Guangcheng case highlights ‘clash of ideas’ in US-China relations

Chinese dissident Chen Guangcheng’s audacious escape from detention is likely to have as big an impact on US-China relations as it is having on the ruling party’s internal ideological conflicts.

“The fate of Chen Guangcheng is not one of those minor blips that will be brushed under the diplomatic carpet,” notes a leading analyst. “Instead, it is the public display of a clash of ideas that will be at the heart of international politics over the coming decade.”

“As China’s power grows, it is tempting to take the realist line that human rights should take a back seat to the important business that the two countries must conduct,” notes the FT’s Geoff Dyer:

In his recent book On China, Henry Kissinger urged the two Pacific powers to come together in a community of interests. Hillary Clinton flirted with the same idea when she first became secretary of state, arguing that human rights “can’t interfere” with other vital issues on the US-China agenda.

Yet the reality is that human rights and political ideas are at the core of the relationship between the two countries.

The so-called pivot to Asia that the Obama administration is implementing is not just about sending a few marines to Australia. Mr Obama has made it crystal clear it is part of a long-term project to underpin economic and political freedom in the region. The fact that the only potential challenger to this US-led order is a one-party state is not a side-issue, but a central pre-occupation for American strategists.

Chen’s “status and safety present a pivotal test for freedom in China and for U.S. credibility as a defender of freedom,” writes Bob Fu, founder and president of the China Aid Association.

“Chen is often described as a “dissident,” but that is a misnomer,” he notes:

Despite years of brutal treatment for seeking to bring attention to those victimized by China’s “one-child” policy, he has never established a political party or organization. He has never advocated overthrowing the Communist Party. In the video he posted online after his escape, he says that the injustices his family experienced “hurt the image of our Party.” And the first thing he told me after escaping was that he wanted the outside the world to know that he was not going to leave China but to “fight to the end for the freedom of my family. .?.?. I want to live a normal life as a Chinese citizen with my family.

The case will be a test of the Obama administration’s twin-track approach to engaging authoritarian regimes like China while reserving the right to promote democracy and human rights. 

“Though Secretary of State Hillary Clinton favors ‘principled pragmatism’, she is an outspoken critic of China’s human rights record – and of Chen’s plight,” one analyst notes:

But a deep freeze between the world’s two biggest economies would be bad for the world.

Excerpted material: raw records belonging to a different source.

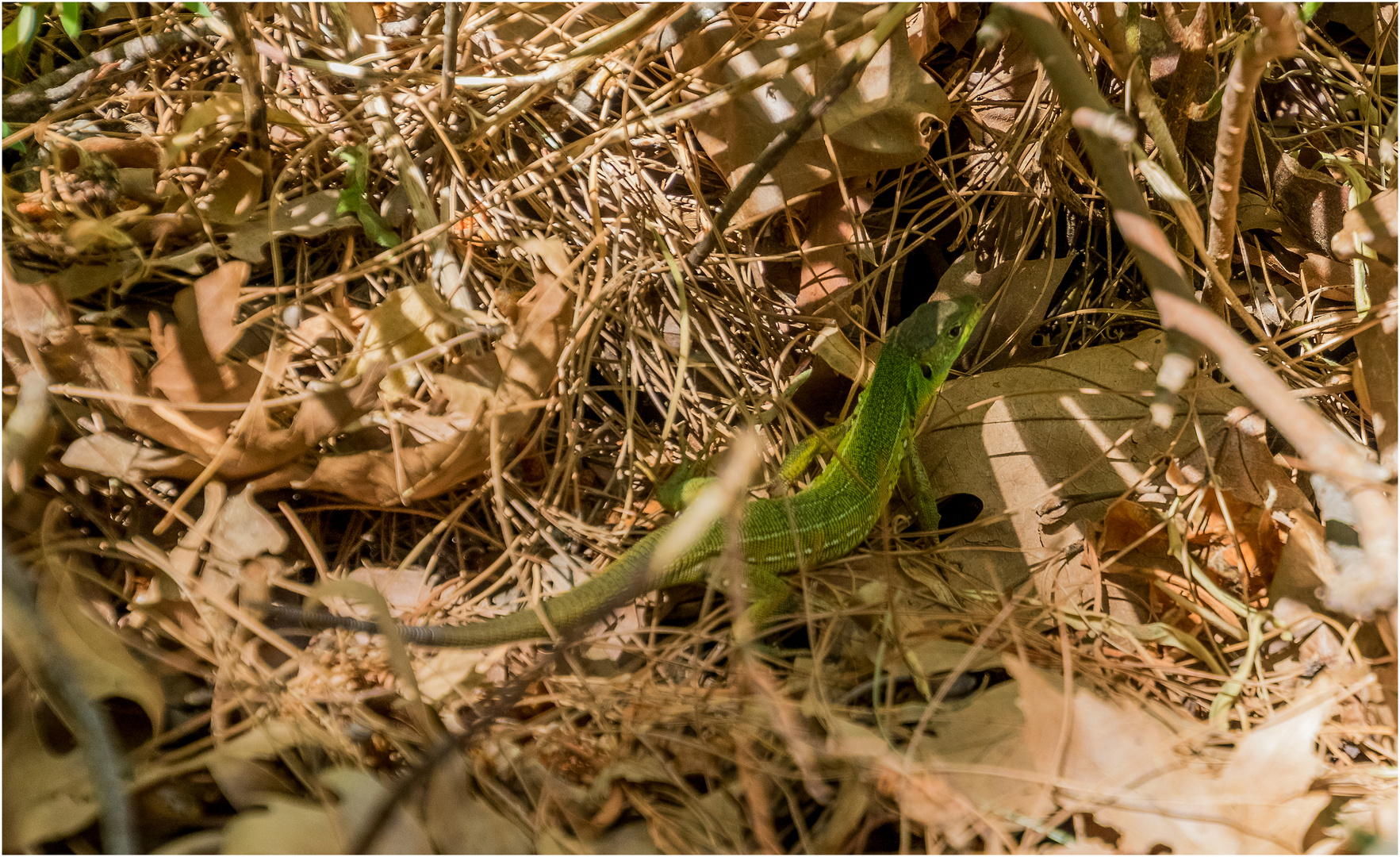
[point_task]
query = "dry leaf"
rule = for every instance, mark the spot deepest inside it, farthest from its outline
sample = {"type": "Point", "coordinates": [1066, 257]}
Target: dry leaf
{"type": "Point", "coordinates": [47, 796]}
{"type": "Point", "coordinates": [286, 827]}
{"type": "Point", "coordinates": [104, 667]}
{"type": "Point", "coordinates": [878, 124]}
{"type": "Point", "coordinates": [219, 117]}
{"type": "Point", "coordinates": [129, 461]}
{"type": "Point", "coordinates": [1034, 428]}
{"type": "Point", "coordinates": [527, 356]}
{"type": "Point", "coordinates": [244, 531]}
{"type": "Point", "coordinates": [1122, 763]}
{"type": "Point", "coordinates": [303, 217]}
{"type": "Point", "coordinates": [462, 824]}
{"type": "Point", "coordinates": [402, 325]}
{"type": "Point", "coordinates": [359, 794]}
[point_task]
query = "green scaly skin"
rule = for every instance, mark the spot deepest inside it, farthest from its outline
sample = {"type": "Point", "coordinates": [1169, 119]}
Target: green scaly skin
{"type": "Point", "coordinates": [832, 516]}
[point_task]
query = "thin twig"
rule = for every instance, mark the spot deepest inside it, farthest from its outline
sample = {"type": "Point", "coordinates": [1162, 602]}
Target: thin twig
{"type": "Point", "coordinates": [1275, 38]}
{"type": "Point", "coordinates": [796, 128]}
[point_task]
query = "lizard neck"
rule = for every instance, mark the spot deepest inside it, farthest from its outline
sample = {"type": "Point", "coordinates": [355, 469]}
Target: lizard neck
{"type": "Point", "coordinates": [881, 430]}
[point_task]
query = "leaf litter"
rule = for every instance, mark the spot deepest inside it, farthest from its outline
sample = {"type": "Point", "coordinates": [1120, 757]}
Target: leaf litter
{"type": "Point", "coordinates": [374, 325]}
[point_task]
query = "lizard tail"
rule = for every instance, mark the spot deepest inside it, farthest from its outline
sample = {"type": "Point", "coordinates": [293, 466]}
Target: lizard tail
{"type": "Point", "coordinates": [623, 580]}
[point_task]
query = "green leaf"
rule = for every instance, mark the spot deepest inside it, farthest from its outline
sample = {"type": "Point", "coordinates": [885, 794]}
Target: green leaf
{"type": "Point", "coordinates": [71, 14]}
{"type": "Point", "coordinates": [5, 132]}
{"type": "Point", "coordinates": [375, 229]}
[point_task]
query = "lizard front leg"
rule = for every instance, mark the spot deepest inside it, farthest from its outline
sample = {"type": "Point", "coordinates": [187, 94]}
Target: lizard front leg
{"type": "Point", "coordinates": [919, 490]}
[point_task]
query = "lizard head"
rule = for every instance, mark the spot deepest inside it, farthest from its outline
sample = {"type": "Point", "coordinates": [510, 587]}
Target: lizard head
{"type": "Point", "coordinates": [933, 336]}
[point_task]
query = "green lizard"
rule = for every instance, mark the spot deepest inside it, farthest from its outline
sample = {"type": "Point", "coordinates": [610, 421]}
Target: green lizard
{"type": "Point", "coordinates": [818, 524]}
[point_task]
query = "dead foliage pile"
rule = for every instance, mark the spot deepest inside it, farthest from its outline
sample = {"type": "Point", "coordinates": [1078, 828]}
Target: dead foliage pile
{"type": "Point", "coordinates": [399, 296]}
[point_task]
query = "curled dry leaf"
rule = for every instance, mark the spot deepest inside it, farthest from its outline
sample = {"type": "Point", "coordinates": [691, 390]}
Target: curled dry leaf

Besides, there is a deep economic co-dependency. While China’s overall trade surplus has been shrinking, the trade gap with Uncle Sam has actually widened. It hit a record $299 billion in the 12 months to February 2012, Reuters data shows.

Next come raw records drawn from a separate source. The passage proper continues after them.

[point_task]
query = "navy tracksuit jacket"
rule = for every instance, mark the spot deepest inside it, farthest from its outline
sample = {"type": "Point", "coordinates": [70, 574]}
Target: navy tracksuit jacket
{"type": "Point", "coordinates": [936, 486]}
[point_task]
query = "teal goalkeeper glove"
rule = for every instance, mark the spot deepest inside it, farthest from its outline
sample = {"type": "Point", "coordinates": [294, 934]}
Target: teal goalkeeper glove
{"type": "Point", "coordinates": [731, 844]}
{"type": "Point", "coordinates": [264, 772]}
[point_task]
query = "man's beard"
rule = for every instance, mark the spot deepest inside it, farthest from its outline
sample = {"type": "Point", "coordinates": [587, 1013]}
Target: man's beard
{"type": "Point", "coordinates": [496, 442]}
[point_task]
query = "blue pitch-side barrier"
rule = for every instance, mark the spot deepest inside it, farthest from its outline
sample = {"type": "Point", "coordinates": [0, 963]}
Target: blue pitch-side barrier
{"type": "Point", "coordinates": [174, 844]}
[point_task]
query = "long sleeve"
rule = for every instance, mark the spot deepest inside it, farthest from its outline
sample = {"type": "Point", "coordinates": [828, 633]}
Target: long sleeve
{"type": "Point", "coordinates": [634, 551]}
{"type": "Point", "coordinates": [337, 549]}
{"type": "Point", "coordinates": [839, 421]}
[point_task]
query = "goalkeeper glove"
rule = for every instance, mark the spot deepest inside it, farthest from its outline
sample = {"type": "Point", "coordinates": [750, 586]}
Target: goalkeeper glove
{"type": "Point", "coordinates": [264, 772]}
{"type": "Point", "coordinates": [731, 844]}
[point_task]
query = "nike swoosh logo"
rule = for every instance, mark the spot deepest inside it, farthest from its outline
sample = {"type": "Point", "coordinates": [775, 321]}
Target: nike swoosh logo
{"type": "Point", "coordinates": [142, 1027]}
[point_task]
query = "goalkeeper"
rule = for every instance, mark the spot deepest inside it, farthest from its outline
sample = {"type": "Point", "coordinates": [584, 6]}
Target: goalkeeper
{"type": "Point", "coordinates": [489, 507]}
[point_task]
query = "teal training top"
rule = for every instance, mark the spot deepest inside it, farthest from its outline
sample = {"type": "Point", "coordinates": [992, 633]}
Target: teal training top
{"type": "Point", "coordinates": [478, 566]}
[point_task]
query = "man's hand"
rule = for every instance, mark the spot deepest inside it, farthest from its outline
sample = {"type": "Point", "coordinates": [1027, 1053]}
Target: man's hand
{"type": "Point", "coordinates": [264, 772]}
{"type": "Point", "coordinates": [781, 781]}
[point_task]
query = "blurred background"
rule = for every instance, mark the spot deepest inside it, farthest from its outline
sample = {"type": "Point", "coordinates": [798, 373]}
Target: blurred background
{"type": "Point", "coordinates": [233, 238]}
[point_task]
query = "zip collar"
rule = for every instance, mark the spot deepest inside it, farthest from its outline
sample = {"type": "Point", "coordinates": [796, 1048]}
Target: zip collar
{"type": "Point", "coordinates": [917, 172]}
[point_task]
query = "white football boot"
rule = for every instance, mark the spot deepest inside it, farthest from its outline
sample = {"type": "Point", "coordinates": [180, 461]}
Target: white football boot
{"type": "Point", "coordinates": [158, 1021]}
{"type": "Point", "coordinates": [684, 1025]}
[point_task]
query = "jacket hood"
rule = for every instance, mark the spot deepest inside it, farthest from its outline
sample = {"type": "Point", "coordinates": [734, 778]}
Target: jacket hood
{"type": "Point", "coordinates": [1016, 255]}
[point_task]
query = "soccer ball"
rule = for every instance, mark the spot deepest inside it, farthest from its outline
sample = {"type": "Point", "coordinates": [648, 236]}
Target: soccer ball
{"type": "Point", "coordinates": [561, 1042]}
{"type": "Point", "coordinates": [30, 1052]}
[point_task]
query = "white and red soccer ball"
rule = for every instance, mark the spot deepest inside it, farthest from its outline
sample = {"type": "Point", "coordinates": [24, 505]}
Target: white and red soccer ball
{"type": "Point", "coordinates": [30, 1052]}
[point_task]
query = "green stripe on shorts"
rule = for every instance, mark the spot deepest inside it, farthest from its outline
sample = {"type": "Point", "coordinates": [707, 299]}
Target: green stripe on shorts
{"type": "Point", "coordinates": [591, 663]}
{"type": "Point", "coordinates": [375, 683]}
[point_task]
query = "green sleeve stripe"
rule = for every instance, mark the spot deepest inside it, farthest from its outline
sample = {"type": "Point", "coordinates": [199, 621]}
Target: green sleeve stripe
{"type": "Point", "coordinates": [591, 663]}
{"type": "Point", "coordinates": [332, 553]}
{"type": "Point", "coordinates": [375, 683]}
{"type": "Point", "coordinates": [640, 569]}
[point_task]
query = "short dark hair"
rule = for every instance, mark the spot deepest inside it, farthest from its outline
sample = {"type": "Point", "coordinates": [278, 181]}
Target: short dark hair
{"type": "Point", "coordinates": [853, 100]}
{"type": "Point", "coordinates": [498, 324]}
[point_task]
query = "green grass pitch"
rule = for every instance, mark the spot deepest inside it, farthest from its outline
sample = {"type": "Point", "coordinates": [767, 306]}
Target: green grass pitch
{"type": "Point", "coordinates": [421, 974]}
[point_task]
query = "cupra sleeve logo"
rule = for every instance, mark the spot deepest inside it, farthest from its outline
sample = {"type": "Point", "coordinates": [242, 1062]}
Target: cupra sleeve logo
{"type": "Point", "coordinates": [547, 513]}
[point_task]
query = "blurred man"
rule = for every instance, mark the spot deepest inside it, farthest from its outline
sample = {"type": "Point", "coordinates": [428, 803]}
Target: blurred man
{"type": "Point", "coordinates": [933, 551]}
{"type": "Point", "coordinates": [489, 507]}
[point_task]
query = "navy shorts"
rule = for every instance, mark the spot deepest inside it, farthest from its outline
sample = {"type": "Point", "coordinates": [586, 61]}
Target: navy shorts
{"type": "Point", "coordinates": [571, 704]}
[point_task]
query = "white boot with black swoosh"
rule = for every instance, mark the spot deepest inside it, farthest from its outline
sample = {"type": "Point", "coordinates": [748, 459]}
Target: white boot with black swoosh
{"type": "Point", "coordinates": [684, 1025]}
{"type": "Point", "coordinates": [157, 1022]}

A face-saving solution is certainly possible. If Beijing gives Chen some guarantees that he and his family will be left alone, he could return to his Shandong village. There are precedents: Lai Changxing, a ringleader in a notorious corruption ring, was extradited from Canada on the promise that he wouldn’t be put to death. Beijing could even blame Chen’s captivity on wayward local officials, and burnish its own credentials for upholding the rule of law.

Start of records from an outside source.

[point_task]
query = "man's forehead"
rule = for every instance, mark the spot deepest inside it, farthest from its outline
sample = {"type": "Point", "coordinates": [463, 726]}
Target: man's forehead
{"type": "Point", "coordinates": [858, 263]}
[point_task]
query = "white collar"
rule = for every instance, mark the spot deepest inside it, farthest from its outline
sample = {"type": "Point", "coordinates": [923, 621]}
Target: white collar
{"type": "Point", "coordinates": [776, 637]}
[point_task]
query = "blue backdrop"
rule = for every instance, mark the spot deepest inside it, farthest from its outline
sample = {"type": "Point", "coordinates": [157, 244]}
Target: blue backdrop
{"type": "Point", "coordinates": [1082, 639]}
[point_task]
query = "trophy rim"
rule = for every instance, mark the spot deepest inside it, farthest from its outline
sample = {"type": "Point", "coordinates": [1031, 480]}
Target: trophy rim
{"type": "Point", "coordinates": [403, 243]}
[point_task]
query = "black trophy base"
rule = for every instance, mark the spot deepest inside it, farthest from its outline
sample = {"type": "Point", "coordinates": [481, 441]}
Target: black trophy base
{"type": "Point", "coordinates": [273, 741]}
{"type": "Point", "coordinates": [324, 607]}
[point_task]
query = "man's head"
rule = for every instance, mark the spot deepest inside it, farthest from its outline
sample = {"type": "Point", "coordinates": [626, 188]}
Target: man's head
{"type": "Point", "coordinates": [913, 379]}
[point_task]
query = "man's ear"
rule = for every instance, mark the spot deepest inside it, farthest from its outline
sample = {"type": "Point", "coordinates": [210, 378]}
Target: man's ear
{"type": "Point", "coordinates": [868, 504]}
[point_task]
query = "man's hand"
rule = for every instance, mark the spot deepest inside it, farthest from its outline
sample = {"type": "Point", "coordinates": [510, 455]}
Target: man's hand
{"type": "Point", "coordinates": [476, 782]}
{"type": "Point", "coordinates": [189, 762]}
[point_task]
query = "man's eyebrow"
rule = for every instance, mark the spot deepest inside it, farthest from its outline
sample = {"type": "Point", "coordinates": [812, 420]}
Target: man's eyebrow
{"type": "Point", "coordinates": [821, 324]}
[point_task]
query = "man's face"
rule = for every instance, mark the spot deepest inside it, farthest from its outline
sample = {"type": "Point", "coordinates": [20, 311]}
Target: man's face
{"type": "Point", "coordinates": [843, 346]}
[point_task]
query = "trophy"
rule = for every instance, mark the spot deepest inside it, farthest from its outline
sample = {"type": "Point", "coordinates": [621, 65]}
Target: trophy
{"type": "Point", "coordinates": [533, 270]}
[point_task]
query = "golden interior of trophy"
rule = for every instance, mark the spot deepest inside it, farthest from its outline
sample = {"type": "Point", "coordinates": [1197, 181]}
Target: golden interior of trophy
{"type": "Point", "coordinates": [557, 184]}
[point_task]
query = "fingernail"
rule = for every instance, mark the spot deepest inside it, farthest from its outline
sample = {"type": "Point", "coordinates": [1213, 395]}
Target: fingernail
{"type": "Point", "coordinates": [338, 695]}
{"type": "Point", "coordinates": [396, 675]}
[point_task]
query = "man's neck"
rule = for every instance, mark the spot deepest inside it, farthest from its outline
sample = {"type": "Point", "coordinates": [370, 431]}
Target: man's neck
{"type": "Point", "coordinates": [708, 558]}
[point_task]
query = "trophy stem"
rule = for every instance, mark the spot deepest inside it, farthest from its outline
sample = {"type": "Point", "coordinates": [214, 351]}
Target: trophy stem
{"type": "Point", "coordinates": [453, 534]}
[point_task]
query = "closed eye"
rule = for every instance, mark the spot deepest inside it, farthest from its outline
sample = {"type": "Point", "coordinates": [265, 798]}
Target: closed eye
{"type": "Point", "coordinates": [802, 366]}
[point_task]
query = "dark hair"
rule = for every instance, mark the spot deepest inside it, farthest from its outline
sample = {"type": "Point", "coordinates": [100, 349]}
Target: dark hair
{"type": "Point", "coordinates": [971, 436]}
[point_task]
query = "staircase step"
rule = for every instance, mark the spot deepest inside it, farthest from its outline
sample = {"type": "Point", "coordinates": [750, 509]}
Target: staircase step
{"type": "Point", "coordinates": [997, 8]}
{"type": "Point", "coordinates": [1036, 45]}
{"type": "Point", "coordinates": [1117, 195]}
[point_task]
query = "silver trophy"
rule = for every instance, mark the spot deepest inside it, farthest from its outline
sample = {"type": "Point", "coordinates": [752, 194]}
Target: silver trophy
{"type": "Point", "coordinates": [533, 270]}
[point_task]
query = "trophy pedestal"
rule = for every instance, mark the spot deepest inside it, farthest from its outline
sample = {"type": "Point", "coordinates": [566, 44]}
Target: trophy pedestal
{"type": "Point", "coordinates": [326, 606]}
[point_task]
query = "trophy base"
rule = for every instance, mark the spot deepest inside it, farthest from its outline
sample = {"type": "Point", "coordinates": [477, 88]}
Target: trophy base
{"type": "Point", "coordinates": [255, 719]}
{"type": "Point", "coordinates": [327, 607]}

The affair represents “a pivotal moment for U.S. human rights diplomacy,’ says ChinaAid’s Fu. “The United States must stand firmly with this broadly popular individual or risk losing credibility as a defender of freedom and the rule of law.”

While Fu suspects that Chen may be released into US custody as soon as this week, other observers aren’t so sure.

“If they were to let him go, what does that mean? That means Beijing will probably be succumbing to any such attempt to seek asylum in the American Embassy,” Zhu Feng, an expert on U.S.-China relations at Beijing University, tells the Wall Street Journal:

Beijing wouldn’t relish any appearance it is kowtowing to Washington just before its sensitive once-a-decade leadership transition beginning late this year.

“There’s not a lot of precedent for the U.S. treating China as a good-faith negotiating partner on human-rights issues,” says Joshua Rosenzweig, a Hong Kong-based human-rights researcher at the Chinese University of Hong Kong. The Chinese government might be sincere in promising to protect Mr. Chen and his family, he said, “but the way the case has been handled up till now makes it hard to trust any commitments they make to rule of law.”

Susan Shirk, who served as a deputy assistant state secretary under Bill Clinton, says that although allowing Mr. Chen to stay in China “would be the best outcome,” she believes the lack of any mechanism that would allow the U.S. to monitor and ensure his safety was highly problematic.

ChinaAid is a grantee of the National Endowment for Democracy, the Washington-based democracy assistance group.